Poésie, prise de parole en public et voix personnelle
Parallèlement à son travail associatif et universitaire, Shruthi a cultivé sa créativité. Elle a commencé à écrire de la poésie au collège et a été publiée dans une anthologie nationale pour la jeunesse. Ses écrits exploraient les thèmes de l'identité, de l'appartenance et du lien corps-esprit, faisant écho à son travail avec GoYogi.
La prise de parole en public est devenue un autre moyen d'expression. Au lycée, elle a participé à des concours d'art oratoire et de débat, se classant finaliste nationale pour une œuvre oratoire originale sur l'introspection. Elle a également remporté le concours « Voix de la Démocratie » en 2020, grâce à un essai radiophonique sur la responsabilité civique et l'empathie.
Ses talents d'oratrice ont atteint un sommet en 2024 lorsqu'elle a été choisie comme conférencière Le Baron Russell Briggs lors de la cérémonie de remise des diplômes de Harvard College. Devant des milliers de diplômés et de leurs familles, elle a exhorté ses camarades à faire preuve de résilience, d'authenticité et de compassion. À un moment mémorable, elle a dévié du texte pour exprimer sa solidarité avec d'autres étudiants militants, démontrant ainsi le courage même qu'elle défendait depuis longtemps.
Membre d'une diaspora plus large de jeunes acteurs du changement
Le parcours de Shruthi Kumar est remarquable, mais elle est loin d'être la seule. Partout aux États-Unis, des adolescents et jeunes adultes indo-américains créent des associations à but non lucratif, inventent de nouvelles technologies et dirigent des mouvements communautaires. Ils allient des valeurs culturelles – comme l'importance accordée à l'éducation, à la communauté et au service – à l'esprit d'innovation et d'entrepreneuriat américain.

Shruthi Kumar, l'adolescente d'origine indienne qui a fait des vagues dans le monde entier avec son discours audacieux lors de la cérémonie de remise des diplômes de Harvard
Des prodiges de la technologie créant des outils d'IA pour le bien commun aux organisateurs étudiants luttant pour la justice climatique, cette génération de jeunes de la diaspora relève de grands défis avec des idées novatrices.
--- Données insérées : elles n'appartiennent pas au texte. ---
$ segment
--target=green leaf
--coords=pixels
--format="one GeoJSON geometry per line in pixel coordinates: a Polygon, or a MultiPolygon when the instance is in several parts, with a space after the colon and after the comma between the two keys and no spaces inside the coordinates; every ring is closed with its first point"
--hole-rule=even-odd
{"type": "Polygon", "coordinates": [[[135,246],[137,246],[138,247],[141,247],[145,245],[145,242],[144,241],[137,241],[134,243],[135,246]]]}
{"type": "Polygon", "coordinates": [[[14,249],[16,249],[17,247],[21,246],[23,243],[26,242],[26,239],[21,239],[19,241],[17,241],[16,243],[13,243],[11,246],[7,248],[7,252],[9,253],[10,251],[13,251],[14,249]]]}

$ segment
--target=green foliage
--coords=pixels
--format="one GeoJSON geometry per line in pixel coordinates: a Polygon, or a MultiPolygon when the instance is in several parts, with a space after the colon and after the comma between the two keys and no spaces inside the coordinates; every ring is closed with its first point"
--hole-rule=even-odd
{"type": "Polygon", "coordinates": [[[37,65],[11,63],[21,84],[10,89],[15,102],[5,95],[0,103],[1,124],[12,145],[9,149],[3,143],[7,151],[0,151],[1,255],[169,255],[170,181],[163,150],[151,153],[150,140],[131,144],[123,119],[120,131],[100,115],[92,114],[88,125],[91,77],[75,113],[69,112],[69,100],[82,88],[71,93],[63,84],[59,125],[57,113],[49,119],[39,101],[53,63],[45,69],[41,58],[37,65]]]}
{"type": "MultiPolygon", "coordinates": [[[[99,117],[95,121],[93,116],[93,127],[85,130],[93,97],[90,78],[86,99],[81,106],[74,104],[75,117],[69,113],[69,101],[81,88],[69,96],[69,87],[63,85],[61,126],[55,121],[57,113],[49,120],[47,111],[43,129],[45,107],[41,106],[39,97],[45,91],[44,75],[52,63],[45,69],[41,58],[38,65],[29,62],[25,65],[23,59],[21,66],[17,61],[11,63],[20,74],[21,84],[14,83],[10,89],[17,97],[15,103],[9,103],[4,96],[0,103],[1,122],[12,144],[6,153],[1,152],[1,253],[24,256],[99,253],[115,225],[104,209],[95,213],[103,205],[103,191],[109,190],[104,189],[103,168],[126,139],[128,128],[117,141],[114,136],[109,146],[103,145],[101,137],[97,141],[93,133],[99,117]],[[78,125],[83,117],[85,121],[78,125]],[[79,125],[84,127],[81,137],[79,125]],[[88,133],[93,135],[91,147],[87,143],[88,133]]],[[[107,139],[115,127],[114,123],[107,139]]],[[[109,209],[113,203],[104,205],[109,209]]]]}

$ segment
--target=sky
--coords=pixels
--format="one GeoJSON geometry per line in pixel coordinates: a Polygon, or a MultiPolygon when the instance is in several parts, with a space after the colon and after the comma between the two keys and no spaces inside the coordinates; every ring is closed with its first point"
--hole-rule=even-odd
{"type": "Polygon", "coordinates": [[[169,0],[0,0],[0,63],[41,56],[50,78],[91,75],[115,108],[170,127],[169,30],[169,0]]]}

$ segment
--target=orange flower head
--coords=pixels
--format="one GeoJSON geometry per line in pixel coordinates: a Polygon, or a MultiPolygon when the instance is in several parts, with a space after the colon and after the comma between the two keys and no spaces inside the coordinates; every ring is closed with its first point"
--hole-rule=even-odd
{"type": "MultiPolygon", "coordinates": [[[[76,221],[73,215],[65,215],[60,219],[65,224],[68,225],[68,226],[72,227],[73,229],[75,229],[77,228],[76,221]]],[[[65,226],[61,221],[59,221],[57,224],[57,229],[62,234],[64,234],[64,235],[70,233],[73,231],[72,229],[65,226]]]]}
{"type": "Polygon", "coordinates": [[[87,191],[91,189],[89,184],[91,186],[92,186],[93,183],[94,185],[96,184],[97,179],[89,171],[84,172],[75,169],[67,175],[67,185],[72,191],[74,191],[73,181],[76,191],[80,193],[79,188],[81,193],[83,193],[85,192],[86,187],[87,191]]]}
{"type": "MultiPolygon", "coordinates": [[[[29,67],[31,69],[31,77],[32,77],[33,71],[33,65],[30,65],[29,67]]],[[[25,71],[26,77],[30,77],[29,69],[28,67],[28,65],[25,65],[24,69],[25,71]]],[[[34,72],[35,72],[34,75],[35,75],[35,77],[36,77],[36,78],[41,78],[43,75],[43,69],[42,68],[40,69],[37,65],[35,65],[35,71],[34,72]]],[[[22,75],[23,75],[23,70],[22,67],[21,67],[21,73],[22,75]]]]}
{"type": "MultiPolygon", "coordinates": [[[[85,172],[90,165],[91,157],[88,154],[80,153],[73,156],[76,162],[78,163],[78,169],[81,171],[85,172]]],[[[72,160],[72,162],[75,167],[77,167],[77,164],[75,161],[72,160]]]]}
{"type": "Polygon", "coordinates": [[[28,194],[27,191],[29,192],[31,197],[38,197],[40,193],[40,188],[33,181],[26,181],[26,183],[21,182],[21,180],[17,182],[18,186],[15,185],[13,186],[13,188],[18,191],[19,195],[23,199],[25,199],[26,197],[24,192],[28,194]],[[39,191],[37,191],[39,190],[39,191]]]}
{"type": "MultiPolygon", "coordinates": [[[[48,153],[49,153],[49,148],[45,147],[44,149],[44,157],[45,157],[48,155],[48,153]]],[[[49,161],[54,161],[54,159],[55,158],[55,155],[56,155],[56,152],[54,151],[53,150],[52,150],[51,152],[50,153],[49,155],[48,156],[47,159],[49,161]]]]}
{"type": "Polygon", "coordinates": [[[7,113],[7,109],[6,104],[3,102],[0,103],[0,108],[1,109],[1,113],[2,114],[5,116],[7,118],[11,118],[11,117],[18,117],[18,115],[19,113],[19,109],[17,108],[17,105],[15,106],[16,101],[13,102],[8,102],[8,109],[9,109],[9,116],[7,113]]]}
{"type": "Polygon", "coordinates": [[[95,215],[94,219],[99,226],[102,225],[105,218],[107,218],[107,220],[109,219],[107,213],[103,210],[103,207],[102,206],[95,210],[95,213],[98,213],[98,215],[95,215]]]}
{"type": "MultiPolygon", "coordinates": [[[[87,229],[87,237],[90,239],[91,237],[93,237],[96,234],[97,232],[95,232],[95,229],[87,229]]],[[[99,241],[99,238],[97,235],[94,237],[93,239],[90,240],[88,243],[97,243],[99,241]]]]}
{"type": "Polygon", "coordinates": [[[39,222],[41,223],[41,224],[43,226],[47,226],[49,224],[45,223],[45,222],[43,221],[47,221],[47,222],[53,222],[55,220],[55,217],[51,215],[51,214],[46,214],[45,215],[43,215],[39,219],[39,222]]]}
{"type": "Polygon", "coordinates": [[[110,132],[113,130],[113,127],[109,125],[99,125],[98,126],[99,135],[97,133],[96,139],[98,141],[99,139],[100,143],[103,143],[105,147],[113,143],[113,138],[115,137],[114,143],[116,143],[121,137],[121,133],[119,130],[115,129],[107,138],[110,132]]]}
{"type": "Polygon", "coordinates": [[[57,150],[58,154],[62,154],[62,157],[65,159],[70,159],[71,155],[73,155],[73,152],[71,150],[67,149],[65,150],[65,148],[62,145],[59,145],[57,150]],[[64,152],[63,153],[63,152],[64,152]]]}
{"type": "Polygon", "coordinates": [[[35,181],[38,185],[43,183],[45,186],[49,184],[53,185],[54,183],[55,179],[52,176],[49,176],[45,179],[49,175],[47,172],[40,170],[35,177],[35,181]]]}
L'accent mis par Shruthi sur le bien-être en milieu scolaire comble une lacune essentielle en matière de santé mentale, tout comme d'autres s'efforcent d'améliorer l'accès à l'éducation, à l'eau potable et à une alimentation saine. Ensemble, ils redéfinissent la manière dont leurs communautés – et le monde – abordent les problèmes sociaux.
Regard vers l'avenir : un avenir d'impact conscient
Alors que Shruthi se prépare à obtenir son diplôme et à entamer une nouvelle étape, GoYogi poursuit sa croissance. Des projets sont en cours pour étendre les fonctionnalités de l'application : cours en direct, outils de suivi du stress et modules pour les enseignants qui souhaitent prendre soin d'eux-mêmes. Elle espère également collaborer avec les districts scolaires et les services de santé publique afin d'intégrer la pleine conscience dans les programmes scolaires nationaux.
Son histoire a commencé sur un tapis de yoga silencieux dans une région rurale du Nebraska. Aujourd'hui, elle résonne dans les salles de classe, sur les applications et dans les discussions publiques sur la santé mentale des jeunes. En combinant expérience personnelle, connaissances scientifiques et approche pratique, Shruthi Kumar a créé un modèle de bien-être préventif transposable partout, à l'image de son propre parcours, des champs de maïs à Harvard. Et pour les étudiants qui trouvent le calme grâce à ses respirations et étirements guidés, ce modèle pourrait bien changer leur vie.